Also no tickets for Chinese

FNo tickets will be sold to Chinese spectators for the Winter Olympics in Beijing, which begin on February 4. This was announced by the organizing committee on the games website. “Given the serious and complicated situation of the Covid-19 pandemic, and to ensure the safety of all participants and spectators, it has been decided that tickets will no longer be sold but will become part of an adapted program through which groups of spectators will be invited to to be present on site during the games.”

The International Olympic Committee said on request that it welcomes the fact that invited spectators will be present at the competitions. “We respect the final spectator strategy in the interest of safe games for all,” the organization’s press department wrote on Monday evening.

The hosts had already decided at the end of September that no foreign spectators would be allowed to attend the games. The organizers, to whom the IOC referred on this issue, did not provide any further information as to who would be among the invited viewer groups. The participants in the Winter Games, which end on February 20th, and the Paralympics, which are scheduled to take place from March 4th to 13th, are kept strictly away from the Chinese public and are only allowed to move within so-called closed loops from their accommodation to the Olympic sites and back and can only move in the shuttle traffic set up for the games. Fully vaccinated athletes must present two negative PCR test results before departure in their home country and are checked for Covid-19 by PCR tests every day in Beijing. Unvaccinated athletes must go through a 21-day quarantine in Beijing.
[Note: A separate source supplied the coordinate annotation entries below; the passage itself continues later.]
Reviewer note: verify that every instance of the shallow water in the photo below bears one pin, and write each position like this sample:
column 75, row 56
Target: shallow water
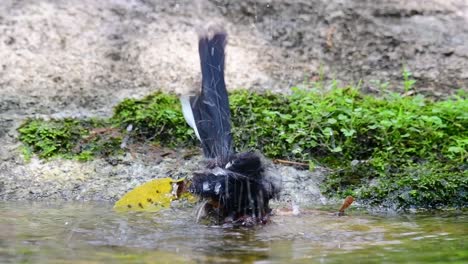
column 94, row 233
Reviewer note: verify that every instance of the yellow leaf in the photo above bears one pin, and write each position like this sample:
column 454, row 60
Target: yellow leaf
column 150, row 196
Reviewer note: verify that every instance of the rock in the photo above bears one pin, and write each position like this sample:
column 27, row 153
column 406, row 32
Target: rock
column 62, row 58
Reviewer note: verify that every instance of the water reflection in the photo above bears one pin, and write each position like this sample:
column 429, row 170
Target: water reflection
column 90, row 232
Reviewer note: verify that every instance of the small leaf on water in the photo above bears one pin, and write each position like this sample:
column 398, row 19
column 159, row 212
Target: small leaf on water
column 150, row 196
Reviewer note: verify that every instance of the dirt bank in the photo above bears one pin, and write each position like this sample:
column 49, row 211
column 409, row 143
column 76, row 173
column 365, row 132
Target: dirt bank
column 79, row 58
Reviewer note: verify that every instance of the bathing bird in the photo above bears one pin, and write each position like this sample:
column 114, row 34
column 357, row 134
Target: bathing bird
column 235, row 187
Over the weekend, authorities in the host city made public that the omicron variant of the coronavirus had reached the Chinese capital. So far, there has been talk of one positive case in Beijing, which authorities claim is due to contaminated mail from Canada. The mail, quoted the English-language Global Times, was dispatched from Canada on Jan. 7 and reached Beijing on Jan. 11, after being transported through the United States and onward via Hong Kong.

No tickets were already on sale for the summer games in Tokyo, which were postponed to summer 2021; Japanese spectators were only able to watch the track cyclists’ competitions at the Izu Velodrome, 120 kilometers from the Japanese capital.